Kazak-Kyrgyz Border Trade Picks Up After Currency Shock

Trade at the giant Dordoy market outside Bishkek is slowly resuming to life after virtually closing down when buyers from Kazakstan stopped coming.

Kazak-Kyrgyz Border Trade Picks Up After Currency Shock

Trade at the giant Dordoy market outside Bishkek is slowly resuming to life after virtually closing down when buyers from Kazakstan stopped coming.

Friday, 20 February, 2009
The market, which serves as a wholesale purchase centre for traders from neighbouring Kazakstan, emptied when the February 4 devaluation of the Kazak tenge suddenly made it much more expensive for them to shop there.



As reporter Nurlan Abdaliev discovered, the Kazaks are now returning, although not in the kind of numbers that used to flock to Dordoy. They are adjusting to what for them are higher prices, because it is still cheaper than buying imported goods inside Kazakstan.
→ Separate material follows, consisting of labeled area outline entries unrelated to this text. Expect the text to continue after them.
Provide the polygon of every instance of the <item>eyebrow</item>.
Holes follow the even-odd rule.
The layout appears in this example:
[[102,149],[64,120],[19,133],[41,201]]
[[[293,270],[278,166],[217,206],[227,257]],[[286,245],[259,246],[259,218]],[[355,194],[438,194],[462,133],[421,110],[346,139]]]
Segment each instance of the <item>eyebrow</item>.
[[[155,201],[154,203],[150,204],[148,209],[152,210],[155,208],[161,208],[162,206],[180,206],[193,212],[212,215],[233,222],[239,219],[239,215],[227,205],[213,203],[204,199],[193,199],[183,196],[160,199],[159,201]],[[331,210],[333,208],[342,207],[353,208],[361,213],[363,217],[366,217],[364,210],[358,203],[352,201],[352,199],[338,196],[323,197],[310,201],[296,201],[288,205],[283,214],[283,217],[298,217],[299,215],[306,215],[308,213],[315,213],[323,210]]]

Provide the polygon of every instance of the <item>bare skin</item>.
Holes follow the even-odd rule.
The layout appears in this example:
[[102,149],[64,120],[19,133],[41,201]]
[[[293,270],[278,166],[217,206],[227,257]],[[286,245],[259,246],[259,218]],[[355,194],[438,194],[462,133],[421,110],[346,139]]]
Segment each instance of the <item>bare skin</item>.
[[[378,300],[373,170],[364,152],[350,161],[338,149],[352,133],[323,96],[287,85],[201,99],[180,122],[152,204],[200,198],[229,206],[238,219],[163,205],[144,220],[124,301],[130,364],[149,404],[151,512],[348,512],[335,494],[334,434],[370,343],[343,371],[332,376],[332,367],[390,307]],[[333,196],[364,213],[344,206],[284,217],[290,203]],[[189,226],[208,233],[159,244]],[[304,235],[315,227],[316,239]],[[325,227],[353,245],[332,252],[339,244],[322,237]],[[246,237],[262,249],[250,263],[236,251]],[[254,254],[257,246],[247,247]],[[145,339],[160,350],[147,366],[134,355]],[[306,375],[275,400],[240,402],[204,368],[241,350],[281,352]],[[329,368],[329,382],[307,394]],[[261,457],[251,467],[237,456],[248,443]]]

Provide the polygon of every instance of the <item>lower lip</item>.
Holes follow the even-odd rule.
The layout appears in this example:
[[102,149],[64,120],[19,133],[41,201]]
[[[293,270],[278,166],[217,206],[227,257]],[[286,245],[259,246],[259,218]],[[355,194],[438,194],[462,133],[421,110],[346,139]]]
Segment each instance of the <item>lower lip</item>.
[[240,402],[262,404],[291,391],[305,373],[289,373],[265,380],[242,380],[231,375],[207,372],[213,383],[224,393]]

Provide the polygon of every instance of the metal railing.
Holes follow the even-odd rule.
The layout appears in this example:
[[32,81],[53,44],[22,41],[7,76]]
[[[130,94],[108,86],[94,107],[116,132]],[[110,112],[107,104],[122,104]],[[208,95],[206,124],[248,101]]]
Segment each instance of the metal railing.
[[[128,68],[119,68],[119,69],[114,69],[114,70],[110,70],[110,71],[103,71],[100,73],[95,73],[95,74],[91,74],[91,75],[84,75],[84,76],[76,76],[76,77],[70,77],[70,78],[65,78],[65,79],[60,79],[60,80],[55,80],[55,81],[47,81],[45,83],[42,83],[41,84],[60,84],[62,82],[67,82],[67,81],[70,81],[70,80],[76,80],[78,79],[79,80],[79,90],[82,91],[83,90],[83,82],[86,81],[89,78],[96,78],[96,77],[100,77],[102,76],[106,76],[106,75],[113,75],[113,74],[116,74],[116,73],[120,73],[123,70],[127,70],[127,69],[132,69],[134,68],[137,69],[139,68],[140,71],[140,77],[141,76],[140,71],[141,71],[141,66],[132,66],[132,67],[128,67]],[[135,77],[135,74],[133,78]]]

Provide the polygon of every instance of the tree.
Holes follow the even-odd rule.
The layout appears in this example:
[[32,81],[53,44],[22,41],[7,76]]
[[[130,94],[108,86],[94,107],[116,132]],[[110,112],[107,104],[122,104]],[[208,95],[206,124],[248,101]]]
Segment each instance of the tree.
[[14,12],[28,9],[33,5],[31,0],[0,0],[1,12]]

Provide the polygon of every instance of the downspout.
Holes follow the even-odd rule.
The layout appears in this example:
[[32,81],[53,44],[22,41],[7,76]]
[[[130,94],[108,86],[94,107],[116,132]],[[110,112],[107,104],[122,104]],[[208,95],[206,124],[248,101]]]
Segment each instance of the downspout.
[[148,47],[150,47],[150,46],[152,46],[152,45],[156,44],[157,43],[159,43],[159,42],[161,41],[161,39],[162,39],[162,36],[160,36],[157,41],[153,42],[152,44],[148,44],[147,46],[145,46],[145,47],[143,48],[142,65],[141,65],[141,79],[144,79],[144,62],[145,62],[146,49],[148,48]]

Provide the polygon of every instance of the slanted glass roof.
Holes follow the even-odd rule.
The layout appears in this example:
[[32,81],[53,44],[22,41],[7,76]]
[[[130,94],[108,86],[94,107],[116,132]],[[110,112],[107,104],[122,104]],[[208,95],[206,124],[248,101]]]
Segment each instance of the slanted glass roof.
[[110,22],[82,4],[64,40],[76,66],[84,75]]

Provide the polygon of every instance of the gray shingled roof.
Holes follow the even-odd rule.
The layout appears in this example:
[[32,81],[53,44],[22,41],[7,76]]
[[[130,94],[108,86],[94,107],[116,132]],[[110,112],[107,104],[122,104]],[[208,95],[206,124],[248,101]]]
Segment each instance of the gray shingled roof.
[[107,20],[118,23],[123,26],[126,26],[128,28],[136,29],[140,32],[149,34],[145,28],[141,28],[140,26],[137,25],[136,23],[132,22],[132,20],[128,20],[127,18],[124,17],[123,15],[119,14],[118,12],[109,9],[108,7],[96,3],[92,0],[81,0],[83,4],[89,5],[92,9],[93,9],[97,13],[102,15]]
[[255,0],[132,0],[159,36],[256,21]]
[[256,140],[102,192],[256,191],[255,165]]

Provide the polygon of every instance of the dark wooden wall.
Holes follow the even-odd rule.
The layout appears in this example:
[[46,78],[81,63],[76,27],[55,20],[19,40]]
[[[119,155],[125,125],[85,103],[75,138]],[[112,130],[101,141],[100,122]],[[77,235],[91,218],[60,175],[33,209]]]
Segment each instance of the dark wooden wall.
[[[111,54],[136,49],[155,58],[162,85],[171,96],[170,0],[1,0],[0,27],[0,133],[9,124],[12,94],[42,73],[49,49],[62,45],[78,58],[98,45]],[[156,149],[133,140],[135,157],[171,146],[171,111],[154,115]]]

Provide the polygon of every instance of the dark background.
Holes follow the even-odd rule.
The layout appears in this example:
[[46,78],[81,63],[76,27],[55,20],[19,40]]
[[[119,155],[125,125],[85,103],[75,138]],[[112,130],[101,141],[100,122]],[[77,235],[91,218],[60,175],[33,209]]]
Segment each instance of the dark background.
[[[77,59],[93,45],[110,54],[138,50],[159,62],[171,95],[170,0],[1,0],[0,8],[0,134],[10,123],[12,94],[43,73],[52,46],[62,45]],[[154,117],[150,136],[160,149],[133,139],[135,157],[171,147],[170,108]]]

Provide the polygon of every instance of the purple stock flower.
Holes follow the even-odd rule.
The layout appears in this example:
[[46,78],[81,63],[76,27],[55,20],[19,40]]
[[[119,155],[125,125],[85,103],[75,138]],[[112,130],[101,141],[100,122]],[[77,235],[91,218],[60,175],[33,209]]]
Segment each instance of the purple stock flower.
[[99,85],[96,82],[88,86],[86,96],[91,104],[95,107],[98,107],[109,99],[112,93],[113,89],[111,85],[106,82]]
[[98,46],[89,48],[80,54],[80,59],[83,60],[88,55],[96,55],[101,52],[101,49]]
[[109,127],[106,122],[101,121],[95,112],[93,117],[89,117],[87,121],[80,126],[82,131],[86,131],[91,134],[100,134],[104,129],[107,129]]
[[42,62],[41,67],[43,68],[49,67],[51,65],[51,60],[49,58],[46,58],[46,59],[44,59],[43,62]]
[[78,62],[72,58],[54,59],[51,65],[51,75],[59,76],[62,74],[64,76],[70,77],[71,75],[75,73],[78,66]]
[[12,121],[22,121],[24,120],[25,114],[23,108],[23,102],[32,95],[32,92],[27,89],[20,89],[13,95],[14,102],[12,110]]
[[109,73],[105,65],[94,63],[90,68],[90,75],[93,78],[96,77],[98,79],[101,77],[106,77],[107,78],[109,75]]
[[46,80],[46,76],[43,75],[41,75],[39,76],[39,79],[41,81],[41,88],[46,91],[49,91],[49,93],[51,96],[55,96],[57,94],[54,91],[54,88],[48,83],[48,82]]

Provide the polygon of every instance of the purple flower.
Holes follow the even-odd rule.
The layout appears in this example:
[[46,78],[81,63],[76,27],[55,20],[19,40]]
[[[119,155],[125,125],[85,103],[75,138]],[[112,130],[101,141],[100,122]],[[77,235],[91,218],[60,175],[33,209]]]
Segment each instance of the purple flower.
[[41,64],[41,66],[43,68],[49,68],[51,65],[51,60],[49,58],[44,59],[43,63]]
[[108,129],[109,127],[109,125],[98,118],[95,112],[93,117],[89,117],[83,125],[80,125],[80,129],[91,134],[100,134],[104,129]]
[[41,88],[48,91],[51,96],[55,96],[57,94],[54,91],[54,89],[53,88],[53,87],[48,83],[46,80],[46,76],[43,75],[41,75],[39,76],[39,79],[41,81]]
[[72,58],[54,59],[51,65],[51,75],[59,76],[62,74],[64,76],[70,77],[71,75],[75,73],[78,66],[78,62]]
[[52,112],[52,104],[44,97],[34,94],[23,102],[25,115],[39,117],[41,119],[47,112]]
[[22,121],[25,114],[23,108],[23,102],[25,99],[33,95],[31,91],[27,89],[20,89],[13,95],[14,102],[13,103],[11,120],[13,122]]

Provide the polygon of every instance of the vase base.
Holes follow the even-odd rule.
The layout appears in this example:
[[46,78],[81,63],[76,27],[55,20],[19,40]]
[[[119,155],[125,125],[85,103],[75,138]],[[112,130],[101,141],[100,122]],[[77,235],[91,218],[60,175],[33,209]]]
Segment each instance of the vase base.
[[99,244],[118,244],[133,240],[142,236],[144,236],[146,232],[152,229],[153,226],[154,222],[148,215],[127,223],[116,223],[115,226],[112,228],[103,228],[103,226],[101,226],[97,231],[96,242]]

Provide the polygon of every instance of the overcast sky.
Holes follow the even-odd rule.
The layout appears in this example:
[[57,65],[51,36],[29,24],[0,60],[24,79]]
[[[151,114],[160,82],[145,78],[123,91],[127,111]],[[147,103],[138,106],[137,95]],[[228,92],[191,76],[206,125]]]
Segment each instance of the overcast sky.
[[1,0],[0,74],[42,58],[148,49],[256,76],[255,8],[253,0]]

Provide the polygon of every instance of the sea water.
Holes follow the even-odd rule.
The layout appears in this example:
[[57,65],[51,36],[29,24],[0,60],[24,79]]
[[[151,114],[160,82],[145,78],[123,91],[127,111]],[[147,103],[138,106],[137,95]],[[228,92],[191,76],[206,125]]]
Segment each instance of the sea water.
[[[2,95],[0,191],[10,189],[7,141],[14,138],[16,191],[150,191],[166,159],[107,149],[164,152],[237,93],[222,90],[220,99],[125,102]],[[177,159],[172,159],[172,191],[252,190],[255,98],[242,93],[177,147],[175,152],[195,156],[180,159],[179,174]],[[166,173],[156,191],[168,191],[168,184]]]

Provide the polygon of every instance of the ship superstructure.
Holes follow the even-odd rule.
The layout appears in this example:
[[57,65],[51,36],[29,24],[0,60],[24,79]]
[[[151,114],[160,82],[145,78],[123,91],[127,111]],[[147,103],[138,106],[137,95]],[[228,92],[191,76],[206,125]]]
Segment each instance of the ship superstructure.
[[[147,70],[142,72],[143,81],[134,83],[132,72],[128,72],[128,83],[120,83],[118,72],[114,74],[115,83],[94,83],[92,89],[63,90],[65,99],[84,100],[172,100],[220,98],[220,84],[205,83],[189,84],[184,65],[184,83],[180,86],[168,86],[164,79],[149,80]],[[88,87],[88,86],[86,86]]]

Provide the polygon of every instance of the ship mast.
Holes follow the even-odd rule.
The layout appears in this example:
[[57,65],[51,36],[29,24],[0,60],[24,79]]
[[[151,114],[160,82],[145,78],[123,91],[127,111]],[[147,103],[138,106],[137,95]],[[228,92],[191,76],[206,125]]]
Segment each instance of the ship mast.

“We have to move on,” said Omurbek, a trader from the Kazak capital Astana. “So we’ve come and bought some stuff, at least, and we’re hoping things will get better.”



However, the market is still only a shadow of its old self, and many traders who have other options for earning a living are getting out. One clear indication of the downturn is that many of the containers the market traders use to hold their stock have “for sale” or “for rent” signs posted on them.